Mûş'un Korkut ilçesinde bağlı Vartinis köyünde 2 Ekim 1993 yılında yaşanan ve tarihe "Vartinis Katliamı" olarak geçen olay belgesel oldu. Hak ihlallerini, belgesel projeleriyle belgelemek için bir araya gelen dört yönetmen, katliamın tanıklarını ve dava sürecini aktaracakları Vartinis belgeselinin çekimlerini tamamladı. Çekimler için katliamın yaşandığı Vartinis'e giden ve burada köylülerle çok sayıda söyleşi gerçekleştiren yönetmenler, katliama tanık olan yurttaşların katliam üzerinden uzun yıllar geçmesine rağmen yaşadığı duyguları da kaydetti. Kurgu çalışmalarının devam ettiği belgesel Eylül ayında tamamlanması bekleniyor. Belgesel, hem yurtiçi hem yurtdışı festivallere gönderilecek.
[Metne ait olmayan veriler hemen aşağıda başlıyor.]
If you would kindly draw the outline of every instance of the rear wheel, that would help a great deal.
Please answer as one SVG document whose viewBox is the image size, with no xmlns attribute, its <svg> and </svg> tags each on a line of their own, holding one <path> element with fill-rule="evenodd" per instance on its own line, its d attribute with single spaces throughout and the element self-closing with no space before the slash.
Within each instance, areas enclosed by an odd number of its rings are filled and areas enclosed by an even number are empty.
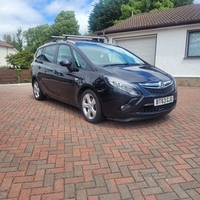
<svg viewBox="0 0 200 200">
<path fill-rule="evenodd" d="M 37 80 L 33 81 L 33 95 L 36 100 L 46 99 L 46 96 L 42 93 Z"/>
<path fill-rule="evenodd" d="M 100 101 L 90 89 L 85 90 L 81 96 L 81 111 L 85 120 L 90 123 L 98 123 L 104 119 Z"/>
</svg>

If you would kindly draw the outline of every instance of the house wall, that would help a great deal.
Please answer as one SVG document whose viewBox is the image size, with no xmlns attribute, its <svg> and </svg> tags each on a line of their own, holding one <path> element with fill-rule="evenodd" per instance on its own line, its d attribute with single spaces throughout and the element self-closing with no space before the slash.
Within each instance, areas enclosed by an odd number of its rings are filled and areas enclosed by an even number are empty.
<svg viewBox="0 0 200 200">
<path fill-rule="evenodd" d="M 198 25 L 185 25 L 160 29 L 106 34 L 109 42 L 119 38 L 157 35 L 155 65 L 174 77 L 200 77 L 200 58 L 185 58 L 187 31 L 199 29 Z"/>
<path fill-rule="evenodd" d="M 5 57 L 15 53 L 17 53 L 17 50 L 14 48 L 0 46 L 0 67 L 8 67 Z"/>
</svg>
Amaç hak ihlallerini belgelemek
Yönetmenlerden Celil Badikanlı, asıl amaçlarının yaşanan hak ihlallerinin belgeleyip yarınlara taşımak olduğunun altını çizdi. Daha önce dengbêjlerle ilgili bir belgesel çalışması yapan ve hak ihlallerinin belgelenmesi gerektiğine inanarak Vartinis Katliamı'nın belgeselini çekmeye karar verdiklerini ifade eden Badikanlı, özellikle 1990'lı yıllardan bu yana binlerce hak ihlalinin yaşandığını ve belgelenmediğini, bu nedenle de insanların unutmaya alıştıklarına vurgu yaptı.
'Tarihsel yüzleşme önemli'
Böylesi katliamların kesinlikle belgelendirilmesi gerektiğine dikkat çeken ve tarihsel yüzleşmenin önemi üzerinde duran Badikanlı, "Bizim yapmak istediğimiz orada yaşananları belgelemek. İnsanlar izler mi, izlemez mi bilmiyoruz ama asıl mühim olanın oradaki zulmün belgelenmesi gerekliliği diye düşünüyoruz" diye belirtti.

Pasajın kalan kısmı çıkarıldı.